CITY HALL – To put more police officers on the streets, 21st Ward Alderman John Collins-Muhammad says he wants to reorganize the entire city police department.
A bill sponsored by Muhammad to change the number of police districts to nine from six has been making its way through the Board of Aldermen.
On Friday, he said he would change that bill to require the phasing out and otherwise reduction in numbers of officers with big titles who stay behind desks and don’t get out on the street. During that day’s Board of Aldermen meeting, he asked that the bill be sent back to the board’s Public Safety Committee so he can put forth a substitute. He’ll do it at a public safety committee meeting at 11 a.m. in the Kennedy Room of City Hall.
The revision would change the number of districts to seven from the current six, with four of them basically north of Chouteau Avenue. The department would combine with the police department at St. Louis-Lambert International Airport, and the proposed ordinance would specify how many officers would be in every part of the department.
Muhammad said the revised bill was the result of discussions with police officers, the community, his colleagues and others.
“We cannot only expand districts if we have the same organization setup in place. We have to change the entire department to meet the needs of our city,” Muhammad said. “We have to put more officers on the street. We cannot continue to promote white shirts and have people behind desks.”
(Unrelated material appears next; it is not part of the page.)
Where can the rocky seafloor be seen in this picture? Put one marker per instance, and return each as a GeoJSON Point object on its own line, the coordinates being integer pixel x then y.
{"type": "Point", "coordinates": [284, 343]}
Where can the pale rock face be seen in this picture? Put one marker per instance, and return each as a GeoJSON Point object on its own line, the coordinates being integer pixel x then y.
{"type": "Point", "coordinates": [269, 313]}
Twenty-Third Ward Alderman Joseph Vaccaro praised the bill.
“We believe the department is top heavy, that at least when there was state control, there was one major,” Vaccaro said. “Now we have five. That’s over a half million dollars in salaries plus staff, so there’s going to be changes in staffing.”
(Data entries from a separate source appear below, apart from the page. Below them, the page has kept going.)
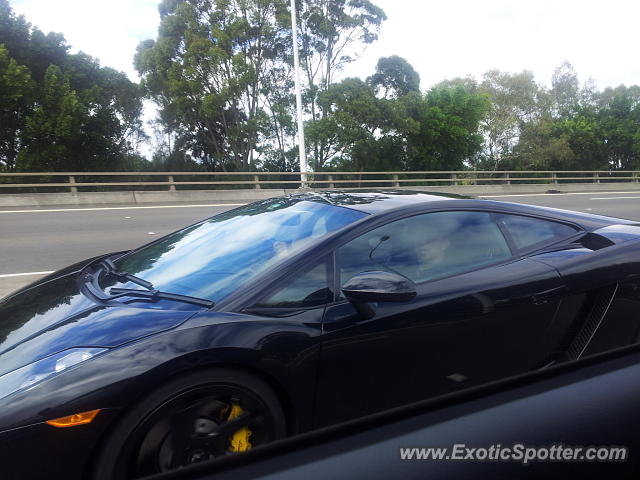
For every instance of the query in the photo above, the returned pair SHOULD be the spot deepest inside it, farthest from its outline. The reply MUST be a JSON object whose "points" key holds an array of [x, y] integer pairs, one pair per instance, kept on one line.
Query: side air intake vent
{"points": [[598, 311]]}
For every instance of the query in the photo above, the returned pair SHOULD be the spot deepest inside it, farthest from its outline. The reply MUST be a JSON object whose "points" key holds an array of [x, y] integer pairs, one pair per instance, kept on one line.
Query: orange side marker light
{"points": [[74, 420]]}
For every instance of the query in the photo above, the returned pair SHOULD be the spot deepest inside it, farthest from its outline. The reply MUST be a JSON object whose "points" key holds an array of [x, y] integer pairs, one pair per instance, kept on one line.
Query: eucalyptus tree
{"points": [[333, 33], [215, 70]]}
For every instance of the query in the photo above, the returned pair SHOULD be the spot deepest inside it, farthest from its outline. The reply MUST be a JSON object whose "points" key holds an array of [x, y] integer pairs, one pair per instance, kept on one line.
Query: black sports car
{"points": [[294, 313]]}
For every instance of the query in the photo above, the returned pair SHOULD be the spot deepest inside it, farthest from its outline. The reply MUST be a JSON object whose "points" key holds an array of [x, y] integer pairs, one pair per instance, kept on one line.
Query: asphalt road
{"points": [[33, 241]]}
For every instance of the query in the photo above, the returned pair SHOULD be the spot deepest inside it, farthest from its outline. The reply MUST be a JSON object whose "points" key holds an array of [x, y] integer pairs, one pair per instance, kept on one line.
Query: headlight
{"points": [[44, 368]]}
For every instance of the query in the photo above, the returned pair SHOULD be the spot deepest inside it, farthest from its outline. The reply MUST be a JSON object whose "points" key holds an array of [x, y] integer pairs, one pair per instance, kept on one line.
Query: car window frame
{"points": [[516, 254], [328, 259], [539, 245]]}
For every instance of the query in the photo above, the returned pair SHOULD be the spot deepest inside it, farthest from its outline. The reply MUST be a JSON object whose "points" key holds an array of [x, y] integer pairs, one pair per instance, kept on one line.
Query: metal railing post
{"points": [[72, 181]]}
Spokemen for the police and the mayor’s office declined to comment on the proposal.
“The Department does not speak on matters concerning proposed legislation,” said Sgt. Keith Barrett at the police department.
“I don’t believe those changes have been introduced in committee yet, so therefore it would be highly speculative for us to comment,” said Jacob Long, director of communications for Mayor Lyda Krewson. “As you know, the legislative process is often unpredictable, and what’s talked about publicly often doesn’t end up being in a bill.”
The bill calls for total staffing of 2,018, with, 1,417 police officers, 55 police trainees, 427 civilian officers, 56 marshals and park rangers and 63 cadets and part timers. It also sets a maximum number of officers with titles such as captain and lieutenant.
Capping the number of people in certain positions prevents excessive promotions, Muhammad said.
The chief of the airport’s police department would hold the rank of lieutenant colonel and would command a new bureau of transit policing. No officer who now works in the airport department would be forced to work elsewhere.
The combination of the city and airport departments makes sense, Muhammad said.
Within 180 days, the number of city police divisions would change from six to seven. The difference in staffing of police officers in each division would be no more than five. The only difference would be the Fourth District downtown, which would have additional bicycle police.
The new combined department would be known as the Consolidated Police Division, and more commonly by its current name, “St. Louis Metropolitan Police Department.”